Ja und diesen Schülern fehlt also die Kompetenz unter gegebenen Bedinungen (hier: Teamarbeit in der Gruppe) erforderliche Leistungen zu bringen. Das ist ganz klar etwas, was in die Note für das Fach einfließen kann.
Das ist ein bewertbare Leistung, eine messbare Kompetenz. Würde die Person später in einem Forschungsteam arbeiten und dort eben keine Leistung erbringen (weil er eben Teamarbeit nicht kann), würde das doch auch seine Bewertung (zumindest anteilig) schmälern.
So ein Schüler kann das ja eventuell im Schriftlichen (dafür haben wir so etwas ja!) ausgleichen, aber für die Unterrichtsstunde, wo er während einer Gruppenarbeit stört, oder während einer Diskussion im Plenum stört, von mir eine 5. Die verrechne ich dann mit vielleicht besseren Phasen, einem tollen Plakat oder was weiß ich, aber, wenn er eine Kompetenz (und sei es eben nur Kommunikation) nicht erfüllt, ist es fachlich bewertbar.
Das ist das einzig tolle an diesen neuen Kompetenzen, es geht eben nicht nur um rein fachlich richtige Aussagen, sondern um viele weitere, teilweise auch personale Kompetenzen.
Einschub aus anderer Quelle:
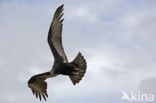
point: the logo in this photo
(137, 96)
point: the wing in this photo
(55, 36)
(38, 85)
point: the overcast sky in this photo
(117, 38)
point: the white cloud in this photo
(116, 38)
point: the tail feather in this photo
(80, 67)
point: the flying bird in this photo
(75, 69)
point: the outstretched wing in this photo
(38, 85)
(55, 36)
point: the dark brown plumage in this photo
(75, 69)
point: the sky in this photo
(116, 37)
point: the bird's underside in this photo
(75, 69)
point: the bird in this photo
(75, 69)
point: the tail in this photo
(80, 68)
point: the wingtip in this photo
(61, 6)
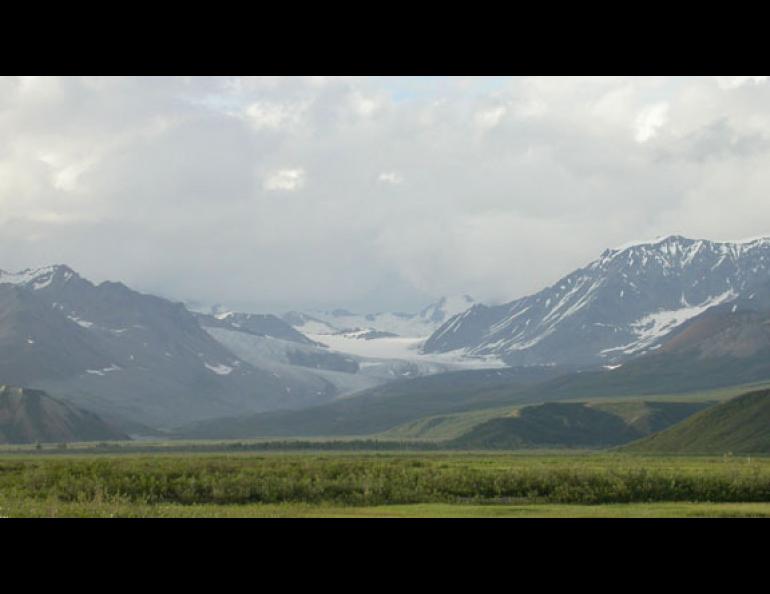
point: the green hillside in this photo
(577, 424)
(29, 416)
(740, 425)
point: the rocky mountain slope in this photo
(126, 355)
(29, 416)
(617, 307)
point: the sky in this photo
(372, 194)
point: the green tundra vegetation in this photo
(739, 425)
(382, 484)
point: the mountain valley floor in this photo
(571, 483)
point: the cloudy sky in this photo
(370, 193)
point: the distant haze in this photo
(372, 194)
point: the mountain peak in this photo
(38, 278)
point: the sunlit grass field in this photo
(382, 484)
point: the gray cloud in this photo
(276, 193)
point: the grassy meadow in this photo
(382, 484)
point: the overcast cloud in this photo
(373, 194)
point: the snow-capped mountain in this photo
(620, 305)
(129, 356)
(411, 325)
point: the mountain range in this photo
(670, 315)
(617, 307)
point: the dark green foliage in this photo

Und das finde ich realistisch. Auch später in jedem Beruf zählen auch all diese Kompetenzen für eine erfolgreiche Ausübung des Berufs mit rein. Mir kann keiner erzählen, dass jemand dort "sehr gute" Arbeit leistet, wenn er in der Besprechung mit dem Chef dazwischensabbelt, ständig zu spät kommt, herummault, ihm aufgetragene Aufgaben liegen lässt, weil er sich lieber mit den Kollegen über ein fremdes Thema unterhält.
Ja klar, der Hauptteil der Note, so sehe ich das auch, ist die fachliche Leistung. Aber auch viele weitere Kompetenzen sind wichtig und die müssen nach den neuen Bildungsstandards Berücksichtigung finden.
Ich habe beispielsweise einen echt sehr klugen Schüler in Chemie, der allerdings ständig beim Experimentieren kopflos vorgeht, herumspielt und sich nicht an die Anleitung hält. Man könnte einfach sagen, er blödelt herum, aber seine sonstigen fachlichen Leistungen tendieren eher zu sehr gut. Er hat bei mir eine 2 im Zeugnis bekommen mit dem Hinweis im Gespräch, dass seine experimentelle Kompetenz noch weiter entwickelt werden muss für den sehr guten Bereich. Das hat er eingesehen und ich sehe Besserung.
Genauso melde ich Schülern zurück, wenn sie z.B. im Unterricht zu viel stören. Auch dort müssen noch Kompetenzen (im Bereich des Unterrichtsgesprächs, bei Gruppenarbeiten etc.) entwickelt werden und das sehen die meist auch ein.
Ich bin gelinde gesagt schockiert, dass es tatsächlich noch Lehrer gibt, die ihre Noten nur rein nach der Sachkompetenz vergeben und die anderen Kompetenzen nicht in die Note einfließen lassen.